Competitive
Tax wages not profits
May 20, 2010 8 comments
So the “fairer” policies of the new ConDem régime include cutting corporation tax while reversing only that portion of Labour’s dreaded jobs tax which was to fall on employers: workers themselves will not now get the pledged threshold raise. As George Osborne blurted last night through the sneering rubber George Osborne mask permanently superglued to his face:
Our aim is to create the most competitive corporate tax regime in the G20.
I feel sure that competitive here is Unspeak for something — but what, readers?
‘Lowest’? ‘Cutthroat’?
It is a rather odd use of the word. Who or what, exactly, is our corporate tax regime competing against?
I suppose some global businesses might well shop around G20 countries to find the best deal in terms of tax. But if this is what he meant, it’s a bit of a two edged sword. Surely the MOST competitive corporate tax regime would be to charge no tax at all? Which doesn’t sound like a good thing to me.
Wearing my rose-coloured glasses, perhaps he meant “the most competitiveness-enabling…” — but not only are you likely to lose you teeth trying to say that live, I feel we would have jumped on him even harder.
I’m pretty sure this is businessman Unspeak for “cheap”. Like Tesco’s being competitive. Or outsourcing to where you’ll find more competitive wages.
There’s a certain genius to what Osborne says? First of all, he takes it for granted that the government needs to be “competitive” – it is clearly a priority for him that the government is an extension of the corporate world. The language of commerce is the language of governance. Second, there’s a sublime loathing in “tax regime”, an audible suggestion of the tyrannical nature of taxation; Tories know they need to collect taxes, but they really hate them.
Do you mind awfully if I offer an elaborate interpretation of the unspeak at work?

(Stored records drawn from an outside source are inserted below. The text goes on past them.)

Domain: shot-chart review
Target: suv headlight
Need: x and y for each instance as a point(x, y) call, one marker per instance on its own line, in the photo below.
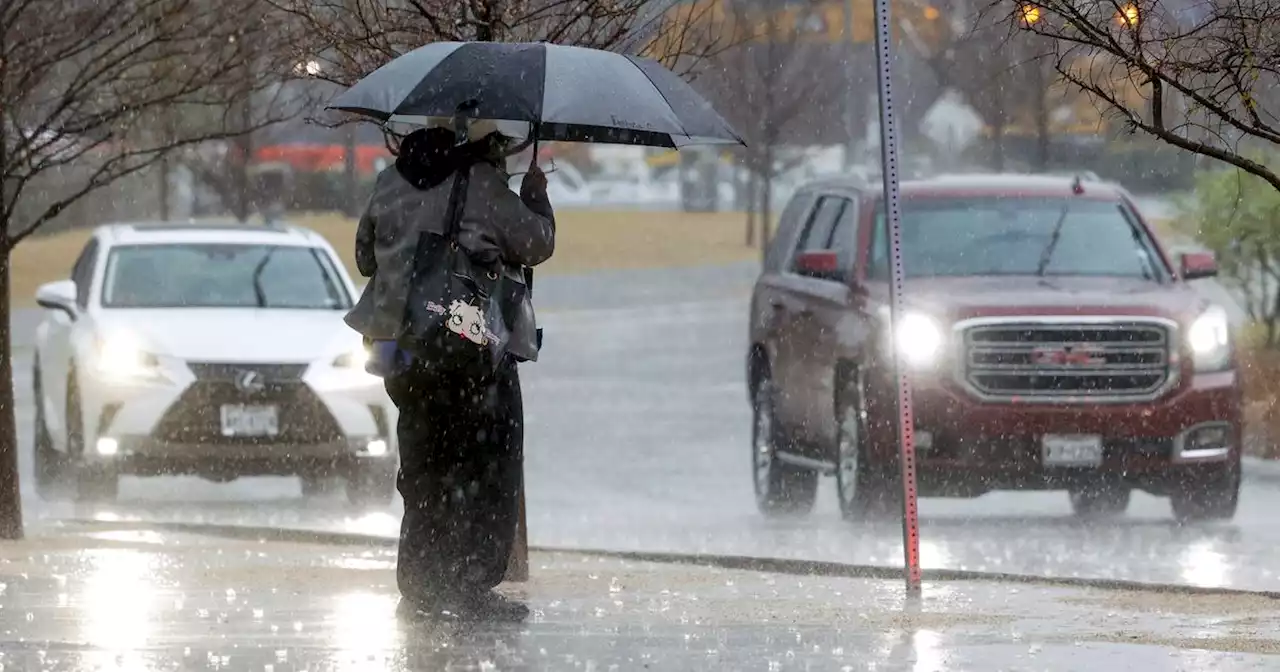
point(1210, 341)
point(918, 339)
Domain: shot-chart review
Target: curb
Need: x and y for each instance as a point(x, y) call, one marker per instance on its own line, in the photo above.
point(796, 567)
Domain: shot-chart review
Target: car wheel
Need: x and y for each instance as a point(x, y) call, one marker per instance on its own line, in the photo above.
point(1100, 501)
point(371, 488)
point(92, 483)
point(1211, 496)
point(50, 465)
point(860, 490)
point(780, 488)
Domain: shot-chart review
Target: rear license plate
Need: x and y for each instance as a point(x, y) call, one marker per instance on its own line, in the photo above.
point(1072, 451)
point(241, 420)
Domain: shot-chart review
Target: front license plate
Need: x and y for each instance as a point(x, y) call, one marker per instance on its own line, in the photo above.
point(241, 420)
point(1072, 451)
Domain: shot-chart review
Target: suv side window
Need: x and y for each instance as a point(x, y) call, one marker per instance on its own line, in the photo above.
point(82, 273)
point(877, 257)
point(822, 222)
point(787, 224)
point(844, 236)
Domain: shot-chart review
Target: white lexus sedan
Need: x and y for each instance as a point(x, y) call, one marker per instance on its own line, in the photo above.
point(209, 350)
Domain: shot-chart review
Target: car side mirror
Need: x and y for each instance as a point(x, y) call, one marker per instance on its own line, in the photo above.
point(58, 296)
point(822, 264)
point(1197, 265)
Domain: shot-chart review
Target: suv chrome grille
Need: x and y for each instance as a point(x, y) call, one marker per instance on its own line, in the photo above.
point(1029, 360)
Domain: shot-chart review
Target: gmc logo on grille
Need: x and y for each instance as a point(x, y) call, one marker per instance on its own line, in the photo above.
point(1068, 356)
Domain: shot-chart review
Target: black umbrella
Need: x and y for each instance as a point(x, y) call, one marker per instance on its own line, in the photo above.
point(566, 92)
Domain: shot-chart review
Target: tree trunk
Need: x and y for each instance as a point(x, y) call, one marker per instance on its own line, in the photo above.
point(1042, 135)
point(767, 200)
point(242, 201)
point(10, 494)
point(350, 169)
point(766, 214)
point(997, 146)
point(164, 188)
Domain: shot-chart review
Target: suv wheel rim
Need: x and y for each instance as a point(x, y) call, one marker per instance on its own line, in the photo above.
point(763, 447)
point(848, 458)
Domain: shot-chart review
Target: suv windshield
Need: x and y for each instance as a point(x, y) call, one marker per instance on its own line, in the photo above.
point(209, 275)
point(995, 236)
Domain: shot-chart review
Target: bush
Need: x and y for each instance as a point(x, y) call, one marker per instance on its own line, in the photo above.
point(1260, 369)
point(1237, 215)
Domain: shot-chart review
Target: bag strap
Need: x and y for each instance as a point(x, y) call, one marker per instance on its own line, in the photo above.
point(457, 202)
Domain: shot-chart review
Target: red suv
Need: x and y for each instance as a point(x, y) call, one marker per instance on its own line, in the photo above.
point(1050, 339)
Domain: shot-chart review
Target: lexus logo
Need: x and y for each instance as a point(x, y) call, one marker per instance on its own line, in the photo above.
point(250, 382)
point(1068, 356)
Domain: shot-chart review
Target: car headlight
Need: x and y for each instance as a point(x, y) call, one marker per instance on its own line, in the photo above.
point(918, 339)
point(122, 356)
point(1210, 341)
point(356, 359)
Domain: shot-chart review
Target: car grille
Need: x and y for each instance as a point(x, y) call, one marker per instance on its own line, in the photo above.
point(196, 416)
point(1014, 361)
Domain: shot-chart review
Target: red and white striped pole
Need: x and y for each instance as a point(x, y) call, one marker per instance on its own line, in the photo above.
point(892, 216)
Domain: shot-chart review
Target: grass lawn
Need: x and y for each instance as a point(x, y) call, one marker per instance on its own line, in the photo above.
point(585, 241)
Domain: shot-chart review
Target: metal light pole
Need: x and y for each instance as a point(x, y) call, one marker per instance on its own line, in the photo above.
point(892, 216)
point(851, 101)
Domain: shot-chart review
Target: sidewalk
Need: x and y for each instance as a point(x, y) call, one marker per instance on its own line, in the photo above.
point(142, 599)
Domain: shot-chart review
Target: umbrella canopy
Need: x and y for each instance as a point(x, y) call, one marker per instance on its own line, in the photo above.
point(568, 94)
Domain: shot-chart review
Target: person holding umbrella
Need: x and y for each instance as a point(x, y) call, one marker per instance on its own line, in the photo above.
point(461, 434)
point(561, 94)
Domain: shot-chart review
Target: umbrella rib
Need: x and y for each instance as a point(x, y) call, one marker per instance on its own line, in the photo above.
point(664, 99)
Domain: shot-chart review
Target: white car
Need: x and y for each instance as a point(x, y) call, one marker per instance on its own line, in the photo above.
point(211, 350)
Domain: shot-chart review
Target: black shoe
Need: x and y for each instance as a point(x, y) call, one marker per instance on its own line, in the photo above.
point(490, 606)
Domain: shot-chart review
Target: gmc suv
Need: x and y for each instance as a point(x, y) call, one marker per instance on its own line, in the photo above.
point(1050, 339)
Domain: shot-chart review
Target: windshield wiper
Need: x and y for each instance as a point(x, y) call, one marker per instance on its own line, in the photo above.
point(1052, 242)
point(257, 277)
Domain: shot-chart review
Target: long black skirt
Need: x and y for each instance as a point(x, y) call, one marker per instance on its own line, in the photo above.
point(461, 470)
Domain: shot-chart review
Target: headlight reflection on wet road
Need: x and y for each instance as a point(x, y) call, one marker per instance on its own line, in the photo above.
point(118, 604)
point(1205, 566)
point(365, 631)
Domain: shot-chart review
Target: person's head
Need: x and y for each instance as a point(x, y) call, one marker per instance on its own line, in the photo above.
point(425, 145)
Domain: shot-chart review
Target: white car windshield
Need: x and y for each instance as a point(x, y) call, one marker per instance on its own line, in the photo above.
point(222, 275)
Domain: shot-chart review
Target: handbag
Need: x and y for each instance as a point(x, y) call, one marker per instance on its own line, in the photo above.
point(453, 316)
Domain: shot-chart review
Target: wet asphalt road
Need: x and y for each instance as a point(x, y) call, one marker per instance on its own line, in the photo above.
point(129, 598)
point(638, 439)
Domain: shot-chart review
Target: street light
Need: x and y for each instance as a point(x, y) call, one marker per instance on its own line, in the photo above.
point(1128, 16)
point(310, 68)
point(1031, 14)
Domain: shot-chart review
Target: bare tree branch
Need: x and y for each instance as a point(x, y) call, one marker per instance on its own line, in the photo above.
point(1198, 76)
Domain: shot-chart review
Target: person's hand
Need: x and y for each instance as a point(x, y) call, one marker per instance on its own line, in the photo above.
point(534, 182)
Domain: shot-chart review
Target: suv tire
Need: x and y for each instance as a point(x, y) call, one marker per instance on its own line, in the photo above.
point(780, 488)
point(860, 490)
point(1210, 496)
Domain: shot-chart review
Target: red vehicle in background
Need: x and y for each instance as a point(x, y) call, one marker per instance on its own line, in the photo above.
point(1050, 339)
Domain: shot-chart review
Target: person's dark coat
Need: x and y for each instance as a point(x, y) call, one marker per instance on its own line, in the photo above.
point(412, 196)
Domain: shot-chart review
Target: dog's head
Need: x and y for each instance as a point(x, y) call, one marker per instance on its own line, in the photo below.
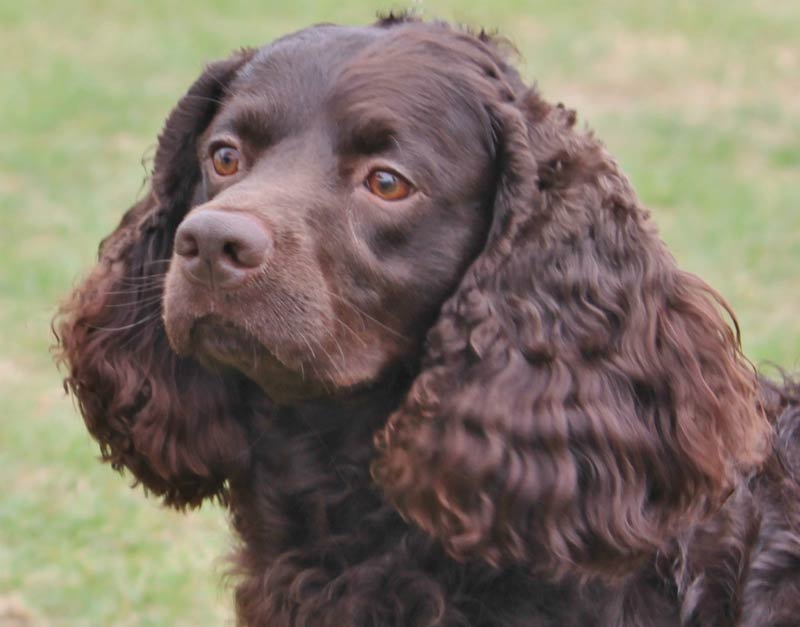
point(345, 202)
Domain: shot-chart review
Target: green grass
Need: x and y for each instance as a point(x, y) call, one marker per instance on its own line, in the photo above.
point(700, 102)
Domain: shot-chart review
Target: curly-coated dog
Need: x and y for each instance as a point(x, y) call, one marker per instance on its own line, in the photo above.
point(417, 333)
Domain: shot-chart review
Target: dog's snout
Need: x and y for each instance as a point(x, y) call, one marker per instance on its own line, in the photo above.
point(220, 248)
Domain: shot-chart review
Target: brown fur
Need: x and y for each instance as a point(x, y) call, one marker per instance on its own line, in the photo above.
point(566, 430)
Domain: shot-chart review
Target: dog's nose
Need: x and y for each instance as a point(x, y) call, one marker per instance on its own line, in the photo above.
point(220, 248)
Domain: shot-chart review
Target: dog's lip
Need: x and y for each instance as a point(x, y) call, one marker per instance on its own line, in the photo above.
point(223, 341)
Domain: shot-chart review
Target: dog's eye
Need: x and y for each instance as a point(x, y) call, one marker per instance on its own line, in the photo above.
point(388, 185)
point(226, 160)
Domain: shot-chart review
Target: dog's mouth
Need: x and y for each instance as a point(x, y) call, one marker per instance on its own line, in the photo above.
point(219, 344)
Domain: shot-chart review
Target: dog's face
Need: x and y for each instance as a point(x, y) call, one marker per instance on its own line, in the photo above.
point(345, 185)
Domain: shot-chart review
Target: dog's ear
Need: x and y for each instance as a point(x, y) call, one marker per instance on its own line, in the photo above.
point(176, 427)
point(581, 397)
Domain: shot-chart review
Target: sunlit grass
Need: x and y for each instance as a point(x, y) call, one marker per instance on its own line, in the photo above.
point(700, 102)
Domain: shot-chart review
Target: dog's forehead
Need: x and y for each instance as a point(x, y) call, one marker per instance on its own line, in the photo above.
point(306, 60)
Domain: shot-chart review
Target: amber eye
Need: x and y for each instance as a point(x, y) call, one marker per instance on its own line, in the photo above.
point(226, 160)
point(388, 185)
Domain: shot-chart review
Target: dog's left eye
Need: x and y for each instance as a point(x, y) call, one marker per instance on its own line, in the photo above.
point(226, 160)
point(388, 185)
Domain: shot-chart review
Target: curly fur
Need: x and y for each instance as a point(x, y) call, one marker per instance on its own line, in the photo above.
point(567, 433)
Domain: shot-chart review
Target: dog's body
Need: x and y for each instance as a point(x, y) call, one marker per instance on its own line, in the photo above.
point(418, 334)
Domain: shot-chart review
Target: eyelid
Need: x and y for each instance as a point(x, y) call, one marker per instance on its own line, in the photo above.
point(375, 165)
point(222, 142)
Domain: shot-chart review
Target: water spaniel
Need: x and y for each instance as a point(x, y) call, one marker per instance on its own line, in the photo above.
point(415, 331)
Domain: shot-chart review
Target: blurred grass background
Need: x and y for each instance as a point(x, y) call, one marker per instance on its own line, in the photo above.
point(700, 101)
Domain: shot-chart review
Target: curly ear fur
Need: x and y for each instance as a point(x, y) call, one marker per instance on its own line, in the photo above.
point(175, 426)
point(581, 397)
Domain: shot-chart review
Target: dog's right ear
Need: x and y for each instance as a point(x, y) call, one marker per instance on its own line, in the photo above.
point(175, 426)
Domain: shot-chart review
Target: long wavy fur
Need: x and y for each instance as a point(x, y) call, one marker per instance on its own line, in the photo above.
point(174, 425)
point(580, 395)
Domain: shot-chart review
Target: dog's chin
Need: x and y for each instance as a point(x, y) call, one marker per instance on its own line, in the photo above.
point(220, 345)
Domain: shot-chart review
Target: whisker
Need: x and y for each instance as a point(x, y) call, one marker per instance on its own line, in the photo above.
point(127, 326)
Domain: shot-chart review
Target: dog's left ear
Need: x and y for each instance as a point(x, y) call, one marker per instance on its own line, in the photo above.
point(176, 427)
point(581, 397)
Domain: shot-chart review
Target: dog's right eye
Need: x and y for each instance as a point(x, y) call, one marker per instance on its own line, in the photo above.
point(226, 160)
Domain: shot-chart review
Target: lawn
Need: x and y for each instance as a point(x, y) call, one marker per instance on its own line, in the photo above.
point(700, 102)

If I’m not mistaken, the underlying “competition” in a “”free market”” is that businesses vie for consumer loyalty through persuasion, pricing,and producing the best product: they compete with another for market share, for maximising profit, and so on.
Now here’s the general Unspeak. Tories and their ideological comrades focus on bolstering, supporting, & propping up corporate interests – they will use policy, taxation, and government spending to protect these corporate interests, working feverishly to manage their relationships with companies, industries, and so on; when corporatist politicians use the language of the “”free market””, they are unspeaking the extent to which they are government interventionalists. So, for example, Osborne’s “competitive” approves of the bare-knuckle transparency, the ingenuity, and the ethic of hard work that breeds success in the free market, and unspeaks how a drop in taxation is fundamentally yet another government subsidy to corporations. Yes? No?
I think “jobs tax” was my favourite/least favourite piece of election-period unspeak. And I think that, linking with the speculative point made by sw @ 4, the “jobs tax” was always presented as having been proposed for “introduction” by the Labour Party (or, in some more indirect sense, the idea of novelty was evoked). (E.g. on its official site, the Conservative Party promises to “[s]top Labour’s jobs tax”). This, of course, obscures the fact that the Conservatives were not calling for a complete elimination of NICs: there is an unspoken consensus about the existence of a level at which jobs need to be or should be “taxed”.
How about National Insurance as a piece of Unspeak, while we’re here? It’s not, in any sense, insurance – it’s a slightly nastier, more hidden and more regressive (because it’s paid on all earnings, even those below the annual threshold) version of income tax.
sw — yes? But note that Osborne does not describe the government as “competitive”, only the “corporate tax régime”. I wonder when it began to be possible to apply competitive to contexts as well as to the actual entities that are doing the competing?
d_g — yes (see new post).
john b — yes!
“I feel sure that competitive here is Unspeak for something — but what, readers?”
Er, I believe it is called “the luck of the Irish”.